Recently I read an article on how a writer has cut off his internet at home to be more productive. As I was reading it, I realized that I’ve turned my private life very much dependent from internet, creating rituals that way too often involved staring at the screen. And even though I though it would be a good idea to try his experiment, I didn’t have the guts to do it on my own.

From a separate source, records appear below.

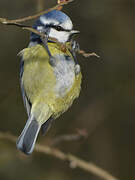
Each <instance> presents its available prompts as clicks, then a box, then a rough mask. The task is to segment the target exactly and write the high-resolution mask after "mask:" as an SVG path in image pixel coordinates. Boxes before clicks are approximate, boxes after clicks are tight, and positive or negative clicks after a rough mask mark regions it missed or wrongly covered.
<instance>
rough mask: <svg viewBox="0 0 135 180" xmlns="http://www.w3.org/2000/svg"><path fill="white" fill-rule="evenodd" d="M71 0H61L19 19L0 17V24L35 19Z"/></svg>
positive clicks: (47, 12)
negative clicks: (51, 4) (59, 2)
mask: <svg viewBox="0 0 135 180" xmlns="http://www.w3.org/2000/svg"><path fill="white" fill-rule="evenodd" d="M72 1H73V0H68V1H64V2H61V3H59V4H57V5H56V6H54V7H52V8H49V9H47V10H44V11H41V12H39V13H37V14H35V15H32V16H27V17H24V18H20V19H15V20H8V19H5V18H0V23H2V24H10V23H22V22H26V21H29V20H32V19H36V18H38V17H39V16H41V15H43V14H45V13H48V12H50V11H52V10H55V9H58V8H59V7H60V6H64V5H66V4H68V3H70V2H72Z"/></svg>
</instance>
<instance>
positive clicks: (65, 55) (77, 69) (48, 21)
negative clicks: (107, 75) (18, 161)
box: [16, 10, 82, 154]
mask: <svg viewBox="0 0 135 180" xmlns="http://www.w3.org/2000/svg"><path fill="white" fill-rule="evenodd" d="M33 28H35V29H36V30H38V31H39V32H42V33H45V34H46V37H48V38H47V39H46V40H44V41H43V40H42V39H41V37H40V36H39V35H37V34H35V33H31V36H30V43H29V45H28V47H27V48H25V49H23V50H22V51H21V52H20V55H21V57H22V58H21V70H20V82H21V90H22V96H23V101H24V105H25V108H26V110H27V114H28V120H27V122H26V125H25V127H24V129H23V131H22V133H21V135H20V136H19V138H18V140H17V143H16V144H17V148H18V149H19V150H21V151H22V152H24V153H25V154H31V153H32V152H33V149H34V145H35V142H36V139H37V136H38V133H39V131H40V129H41V131H42V132H43V133H44V134H45V133H46V132H47V131H48V129H49V128H50V126H51V124H52V122H53V120H54V119H56V118H58V117H59V116H60V115H61V114H62V113H64V112H65V111H67V109H68V108H69V107H70V106H71V105H72V103H73V101H74V99H76V98H77V97H78V96H79V93H80V89H81V79H82V75H81V71H80V66H79V64H78V62H77V60H76V57H75V53H73V52H74V50H73V51H72V50H69V49H66V50H65V51H64V52H63V51H62V50H61V48H60V46H59V45H58V43H56V42H54V41H51V40H49V38H55V39H57V40H58V42H60V43H65V44H66V43H69V42H71V40H72V36H73V34H75V33H77V32H78V31H75V30H73V24H72V21H71V19H70V18H69V17H68V16H67V15H66V14H65V13H63V12H62V11H59V10H53V11H50V12H48V13H46V14H44V15H42V16H40V17H39V19H38V20H37V21H36V22H35V24H34V25H33Z"/></svg>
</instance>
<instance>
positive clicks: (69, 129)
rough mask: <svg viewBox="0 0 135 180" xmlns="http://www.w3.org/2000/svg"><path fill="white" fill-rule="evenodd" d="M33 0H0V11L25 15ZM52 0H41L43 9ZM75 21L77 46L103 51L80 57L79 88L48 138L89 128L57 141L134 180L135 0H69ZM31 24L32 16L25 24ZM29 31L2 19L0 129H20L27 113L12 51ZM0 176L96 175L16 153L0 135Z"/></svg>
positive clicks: (123, 178) (27, 37)
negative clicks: (79, 72) (0, 116)
mask: <svg viewBox="0 0 135 180" xmlns="http://www.w3.org/2000/svg"><path fill="white" fill-rule="evenodd" d="M37 2H38V1H37V0H21V1H18V0H12V1H11V0H1V1H0V17H7V18H9V19H14V18H19V17H24V16H27V15H31V14H34V13H35V12H36V11H37ZM55 3H56V0H44V1H43V6H44V8H48V7H51V6H53V5H55ZM63 10H64V12H66V13H67V14H68V15H69V16H70V17H71V18H72V20H73V22H74V26H75V28H76V29H78V30H80V31H81V33H80V36H79V37H77V40H78V42H79V43H80V45H81V48H82V49H84V50H86V51H91V52H92V51H95V52H96V53H98V54H99V55H100V56H101V58H100V59H97V58H95V57H91V58H89V59H85V58H83V57H82V56H78V59H79V62H80V64H81V67H82V72H83V83H82V91H81V94H80V97H79V99H77V100H76V101H75V103H74V104H73V106H72V108H70V109H69V110H68V112H66V113H65V114H63V115H62V116H61V117H60V118H59V119H58V120H57V121H55V123H54V126H53V127H52V128H51V130H50V131H49V133H48V134H47V136H46V137H42V136H41V135H40V136H39V138H38V142H41V143H47V139H48V138H53V137H56V136H58V135H61V134H67V133H68V134H69V133H74V132H75V130H76V128H84V129H87V131H88V133H89V136H88V138H87V139H85V140H82V141H77V142H63V143H61V144H59V145H58V146H57V147H58V148H59V149H61V150H63V151H64V152H70V153H73V154H75V155H77V156H79V157H81V158H83V159H85V160H87V161H90V162H91V161H92V162H93V163H95V164H97V165H98V166H100V167H102V168H104V169H106V170H108V171H109V172H111V173H112V174H113V175H115V176H116V177H119V179H120V180H134V179H135V47H134V46H135V45H134V44H135V0H102V1H99V0H85V1H81V0H75V1H74V2H73V3H71V4H69V5H67V6H65V7H64V9H63ZM30 24H32V22H31V23H30ZM28 42H29V33H28V32H27V31H22V30H21V29H19V28H17V27H13V26H4V25H0V84H1V85H0V116H1V117H0V119H1V121H0V122H1V125H0V131H3V132H7V131H8V132H11V133H12V134H14V135H16V136H18V135H19V134H20V132H21V130H22V128H23V127H24V124H25V121H26V119H27V116H26V112H25V109H24V106H23V102H22V97H21V92H20V87H19V63H20V59H19V57H17V53H18V52H19V51H20V50H22V49H23V48H25V47H26V46H27V45H28ZM0 179H1V180H18V179H19V180H23V179H25V180H44V179H45V180H63V179H64V180H73V179H74V180H82V179H83V180H89V179H91V180H98V179H99V178H97V177H95V176H94V175H90V174H88V173H85V172H83V171H82V170H80V169H74V170H72V169H70V168H69V167H68V164H67V163H65V162H61V161H60V160H58V159H55V158H53V157H50V156H46V155H44V154H40V153H36V152H34V153H33V154H32V156H29V157H25V156H22V155H21V154H20V153H19V152H18V151H17V150H16V146H15V144H13V143H10V142H8V141H4V140H0Z"/></svg>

Thankfully I didn’t have to make any decisions as my internet provider screwed something up which resulted in no internet in our household. And as it goes in Belgium (no offense: I love a lot of things about Belgium, but client service isn’t one of them), the problem was not solving itself very quickly. I was left without the internet for 3 weeks. Retrospectively looking at it, I loved it.
3 stages of emotions
Obviously the first day I was cut off, I was outraged. “How can they do this to me!!,” I thought to myself. “Me, the paying client?!?!? I should be the queen! I should be served within 30 seconds!” As you can imagine, this did not lead to any results except that it transitioned into feeling that I am missing something… Like with any addiction, it felt like a part of me doesn’t know what to do. I was like a junkie looking for a fix. Looking, if I could steal someone’ s wifi suddenly was my priority. I couldn’t (people nowadays know how to protect themselves).
And then I let it go. I gave up the need to have the feeling of being connected and was happy to be. Suddenly I DID have the time for those million tiny things I wished I could have done earlier. I enjoyed my cup of coffee. I read an article. I wen outside. I lived simply. Or simply lived.
There and then I promised myself that I will try to stick and cultivate that feeling as much as I can outside the work life (and eventually maybe to bring it in parts to work as well). To live simply. Or simply live. In the widest sense possible.